National Newspaper Association President Matthew Adelman, publisher of the Douglas (Wyoming) Budget, issued a call for civility and respect for journalists as they do their jobs.
His call follows the release of a news report about a reporter in Chattooga County (Georgia) who was attacked while covering a local meeting. Reporter Casie Bryant, with an internet publication called All of Georgia, was the victim of battery when the wife of a county commissioner— who was apparently upset at the publication’s news coverage— poured a soda over Bryant’s head while she covered the meeting. Police were called.
The Summerville (Georgia) News reported that the attacker, Abby Winters, later said she tripped and accidentally poured a dark soft drink over the reporter’s head. But the Summerville police report quoted witnesses hearing Winters say, “she deserved it.”
Adelman said the incident was a sobering reminder that journalists at all levels of news coverage can draw violent responses to their stories — even at an event as routine as the county budget meeting that Bryant was covering.
“We are seeing a rise in attacks,” Adelman said. “National news may focus upon atrocities committed on journalists in other countries and let us think that our tradition of free press protects community journalists. But the Committee to Protect Journalists says that 1,373 journalists have been killed worldwide since 1992.

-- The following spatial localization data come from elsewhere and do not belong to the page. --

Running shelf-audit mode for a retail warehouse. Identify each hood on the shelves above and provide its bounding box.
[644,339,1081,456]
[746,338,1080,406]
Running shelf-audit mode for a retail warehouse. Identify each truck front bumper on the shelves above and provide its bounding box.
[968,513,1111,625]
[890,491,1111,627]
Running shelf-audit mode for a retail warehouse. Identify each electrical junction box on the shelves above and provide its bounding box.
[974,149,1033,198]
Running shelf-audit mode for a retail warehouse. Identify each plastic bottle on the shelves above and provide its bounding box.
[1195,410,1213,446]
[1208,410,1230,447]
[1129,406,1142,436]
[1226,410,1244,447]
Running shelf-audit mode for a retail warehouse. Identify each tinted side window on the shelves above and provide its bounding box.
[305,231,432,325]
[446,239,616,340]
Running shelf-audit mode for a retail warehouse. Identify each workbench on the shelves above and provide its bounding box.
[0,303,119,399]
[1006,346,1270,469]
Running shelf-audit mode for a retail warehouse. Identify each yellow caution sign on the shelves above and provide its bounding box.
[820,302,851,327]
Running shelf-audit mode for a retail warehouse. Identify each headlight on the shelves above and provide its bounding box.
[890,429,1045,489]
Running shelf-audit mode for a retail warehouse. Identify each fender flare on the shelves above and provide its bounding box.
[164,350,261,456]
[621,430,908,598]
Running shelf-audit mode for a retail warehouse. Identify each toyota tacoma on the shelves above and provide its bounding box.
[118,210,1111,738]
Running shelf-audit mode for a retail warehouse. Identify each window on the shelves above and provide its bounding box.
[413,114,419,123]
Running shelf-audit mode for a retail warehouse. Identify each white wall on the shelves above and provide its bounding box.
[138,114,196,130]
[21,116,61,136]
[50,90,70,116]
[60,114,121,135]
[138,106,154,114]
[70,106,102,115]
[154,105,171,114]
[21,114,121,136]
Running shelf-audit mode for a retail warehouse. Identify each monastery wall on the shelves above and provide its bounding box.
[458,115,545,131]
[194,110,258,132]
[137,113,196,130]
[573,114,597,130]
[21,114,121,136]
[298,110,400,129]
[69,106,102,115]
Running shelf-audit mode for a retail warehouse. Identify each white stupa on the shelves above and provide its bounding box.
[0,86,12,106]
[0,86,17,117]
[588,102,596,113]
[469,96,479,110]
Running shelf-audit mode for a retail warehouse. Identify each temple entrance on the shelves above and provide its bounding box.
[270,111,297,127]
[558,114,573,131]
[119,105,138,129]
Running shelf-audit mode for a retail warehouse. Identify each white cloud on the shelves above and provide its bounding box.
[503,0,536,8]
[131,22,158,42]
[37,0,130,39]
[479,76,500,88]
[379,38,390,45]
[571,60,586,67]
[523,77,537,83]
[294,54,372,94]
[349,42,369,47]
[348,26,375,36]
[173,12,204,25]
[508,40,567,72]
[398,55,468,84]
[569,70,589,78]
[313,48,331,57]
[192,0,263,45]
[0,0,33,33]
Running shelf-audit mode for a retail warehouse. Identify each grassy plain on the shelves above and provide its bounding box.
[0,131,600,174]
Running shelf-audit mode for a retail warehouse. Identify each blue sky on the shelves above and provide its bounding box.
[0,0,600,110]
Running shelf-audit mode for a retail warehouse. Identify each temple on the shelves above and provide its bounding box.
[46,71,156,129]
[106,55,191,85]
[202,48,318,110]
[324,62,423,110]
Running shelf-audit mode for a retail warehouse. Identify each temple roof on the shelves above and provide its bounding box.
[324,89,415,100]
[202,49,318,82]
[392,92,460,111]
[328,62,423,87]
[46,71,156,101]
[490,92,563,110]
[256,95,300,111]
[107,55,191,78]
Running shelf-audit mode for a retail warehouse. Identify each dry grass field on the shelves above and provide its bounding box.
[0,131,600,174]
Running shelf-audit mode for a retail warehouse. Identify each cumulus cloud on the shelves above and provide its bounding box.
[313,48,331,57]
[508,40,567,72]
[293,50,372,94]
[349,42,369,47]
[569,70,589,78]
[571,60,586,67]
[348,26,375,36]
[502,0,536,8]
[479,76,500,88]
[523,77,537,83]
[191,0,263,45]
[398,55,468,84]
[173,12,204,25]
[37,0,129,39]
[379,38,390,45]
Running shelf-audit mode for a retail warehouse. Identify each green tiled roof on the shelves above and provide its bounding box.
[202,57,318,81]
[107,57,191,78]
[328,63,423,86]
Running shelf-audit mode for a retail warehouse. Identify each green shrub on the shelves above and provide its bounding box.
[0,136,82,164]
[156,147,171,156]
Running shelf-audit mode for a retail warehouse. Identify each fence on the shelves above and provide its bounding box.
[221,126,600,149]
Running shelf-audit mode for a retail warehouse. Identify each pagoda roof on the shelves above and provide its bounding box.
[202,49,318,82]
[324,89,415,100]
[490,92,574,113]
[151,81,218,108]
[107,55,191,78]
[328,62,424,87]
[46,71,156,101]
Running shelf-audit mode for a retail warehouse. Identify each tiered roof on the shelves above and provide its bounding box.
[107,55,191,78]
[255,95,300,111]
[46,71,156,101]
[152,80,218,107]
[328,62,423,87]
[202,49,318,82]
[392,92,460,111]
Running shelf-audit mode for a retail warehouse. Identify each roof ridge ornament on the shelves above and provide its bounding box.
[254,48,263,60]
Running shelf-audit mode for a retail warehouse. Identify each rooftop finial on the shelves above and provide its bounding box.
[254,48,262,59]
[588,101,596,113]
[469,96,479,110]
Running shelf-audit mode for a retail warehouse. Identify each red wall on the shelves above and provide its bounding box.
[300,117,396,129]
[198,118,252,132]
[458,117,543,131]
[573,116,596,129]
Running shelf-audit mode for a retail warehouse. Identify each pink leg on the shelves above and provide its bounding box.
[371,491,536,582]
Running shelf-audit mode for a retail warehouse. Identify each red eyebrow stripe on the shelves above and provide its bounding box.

“We must be concerned when our domestic tensions wind up focusing on reporters who are simply doing their jobs. NNA is calling upon journalists to maintain their professional detachment as they stick to the facts and leave their opinions to the editorial pages, and upon public servants to remember that it is our job to cover their work.”
As of Dec. 17, 2019, 1,373 journalists have been killed worldwide, not just within the U.S.
The National Newspaper Association was established in 1885 as a not-for-profit trade association to represent the owners, publishers and editors of America’s community newspapers.